Saturday, March 15, 2008

Scenic touring and tips on appreciating ‘the picturesque’ nature of travel

Romantic travel writer and artist William Gilpin gives tips on how to get the most out of ‘scenic touring’ in his 1794 piece ‘On Picturesque Travel’ that are just as relevant to travel now as they were over 200 years ago:
1. Seek out novel experiences and new destinations.
"The first source of amusement to the picturesque traveller is the pursuit of his object – the expectation of new scenes continually opening, and arising to his view… Under this circumstance the mind is kept constantly in an agreeable suspense... Every distant horizon promises something new…”

2. Take time to take it all in.

“After the pursuit we are gratified with the attainment of the object. Our amusement… arises from the employment of the mind in examining the beautiful scenes we have found. Sometimes we examine them under the idea of a whole: we admire the composition, the colouring, and the light, in one comprehensive view.”

3. Allow your senses to be assaulted!

"We are most delighted when some grand scene… rising before the eye, strikes us beyond the power of thought… and every mental operation is suspended… an enthusiastic sensation of pleasure overspreads it… the general idea of the scene makes an impression, before any appeal is made to the judgment. We rather feel, than survey it."

4. Make meaning from the experience.

“Our next amusement arises from enlarging and correcting our general stock of ideas. The variety of nature is such that new objects, and new combinations of them, are continually adding something to our fund, and enlarging our collection… the same kind of object occurring frequently is seen under various shapes, and makes us... more learned in nature.”

5. Let one experience enrich the next...

"We are, in some degree, also amused by the very visions of fancy itself. Often, when slumber has half closed the eye, and shut out all the objects of sense, especially after the enjoyment of some splendid scene; the imagination, active and alert, collects it's scattered ideas, transposes, combines, and shifts them into a thousand forms, producing such exquisite scenes, such sublime arrangements, such glow, and harmony of colouring, such brilliant lights, such depth, and clearness of shadow, as equally foil description..."
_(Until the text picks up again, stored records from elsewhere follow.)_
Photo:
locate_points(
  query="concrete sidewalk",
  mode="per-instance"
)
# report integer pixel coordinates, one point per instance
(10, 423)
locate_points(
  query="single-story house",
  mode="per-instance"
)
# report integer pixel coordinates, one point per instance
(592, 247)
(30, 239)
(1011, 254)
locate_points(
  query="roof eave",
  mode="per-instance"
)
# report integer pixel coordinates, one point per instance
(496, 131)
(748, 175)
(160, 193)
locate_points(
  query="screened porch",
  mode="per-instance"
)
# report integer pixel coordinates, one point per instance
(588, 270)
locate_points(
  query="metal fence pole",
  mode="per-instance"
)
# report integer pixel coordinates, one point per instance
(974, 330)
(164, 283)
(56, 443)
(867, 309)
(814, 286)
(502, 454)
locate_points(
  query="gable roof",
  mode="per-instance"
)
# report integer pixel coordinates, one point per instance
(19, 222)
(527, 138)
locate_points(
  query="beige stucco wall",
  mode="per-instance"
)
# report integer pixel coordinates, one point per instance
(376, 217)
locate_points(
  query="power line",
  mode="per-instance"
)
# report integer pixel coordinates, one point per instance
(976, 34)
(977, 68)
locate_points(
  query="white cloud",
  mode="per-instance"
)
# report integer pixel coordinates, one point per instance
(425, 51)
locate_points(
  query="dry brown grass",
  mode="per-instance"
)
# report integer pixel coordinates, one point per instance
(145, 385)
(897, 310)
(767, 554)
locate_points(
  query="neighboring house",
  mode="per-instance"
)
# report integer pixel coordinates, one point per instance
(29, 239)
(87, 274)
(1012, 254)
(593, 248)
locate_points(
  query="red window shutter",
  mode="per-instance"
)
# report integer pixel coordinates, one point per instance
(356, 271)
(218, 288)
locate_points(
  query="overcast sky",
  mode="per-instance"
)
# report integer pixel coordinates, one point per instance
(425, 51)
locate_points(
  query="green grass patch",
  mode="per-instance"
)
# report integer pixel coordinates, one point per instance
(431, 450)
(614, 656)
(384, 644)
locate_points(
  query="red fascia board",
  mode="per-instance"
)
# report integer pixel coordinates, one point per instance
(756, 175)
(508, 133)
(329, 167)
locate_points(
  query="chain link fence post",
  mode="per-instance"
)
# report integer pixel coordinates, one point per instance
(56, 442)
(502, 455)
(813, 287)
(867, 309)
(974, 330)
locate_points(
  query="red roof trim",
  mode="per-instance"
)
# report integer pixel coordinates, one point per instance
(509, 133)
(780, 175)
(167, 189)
6. Start dreaming about new places to see all over again.

Thursday, March 13, 2008

Guidebooks to ‘the picturesque’: creating a new generation of traveller

Travel writer, artist, teacher, and reverend, William Gilpin obsessively collected drawings and sketched, and, as a student at Oxford in 1748, self-published ‘A Dialogue upon the Gardens at Stow in Buckinghamshire’. With practical tips for travellers on how they could get the most out of their visits to the country and best enjoy the scenery, the book was probably the world’s first travel guide. A unique combination of guidebook and reflective essay on aesthetics, it explored Gilpin’s ideas to do with ‘the picturesque’. A mad fan of landscapes – the craggier, more rugged and wilder, the better – Gilpin ruminated on the beauty of nature and perception in a way that hadn’t been done before. In his ‘Essay on Prints’ on landscape painting, published 20 years later, Gilpin defined ‘the picturesque’ as the kind of beauty that pleases us when we look at a painting, and formulated (often amusing) full-blown theories on picturesque beauty. Gilpin travelled widely during the 1760s and 1770s and on his trips began to apply his theories to what he was seeing, filling journals with sketches and thoughts, which he then circulated among friends. A decade later in 1782 Gilpin published ‘Observations on the River Wye’, based on a summer there, followed by ‘Observations on the Lake District and the West of England’, a guidebook series in the making… Both books were incredibly popular, inspiring people to travel to the English countryside simply for a spot of ‘scenic touring’, and to enjoy the landscapes in the ways Gilpin suggested – in much the way contemporary guidebooks direct us to today. When Gilpin’s readers travelled they too spent their time sketching and talking about their experiences in the way they might chat about visiting a gallery and the paintings they’d seen. I like to wonder whether Gilpin was created this new generation of traveller or whether he simply preached to the converted (no pun intended) and wrote for a readership of travellers like himself.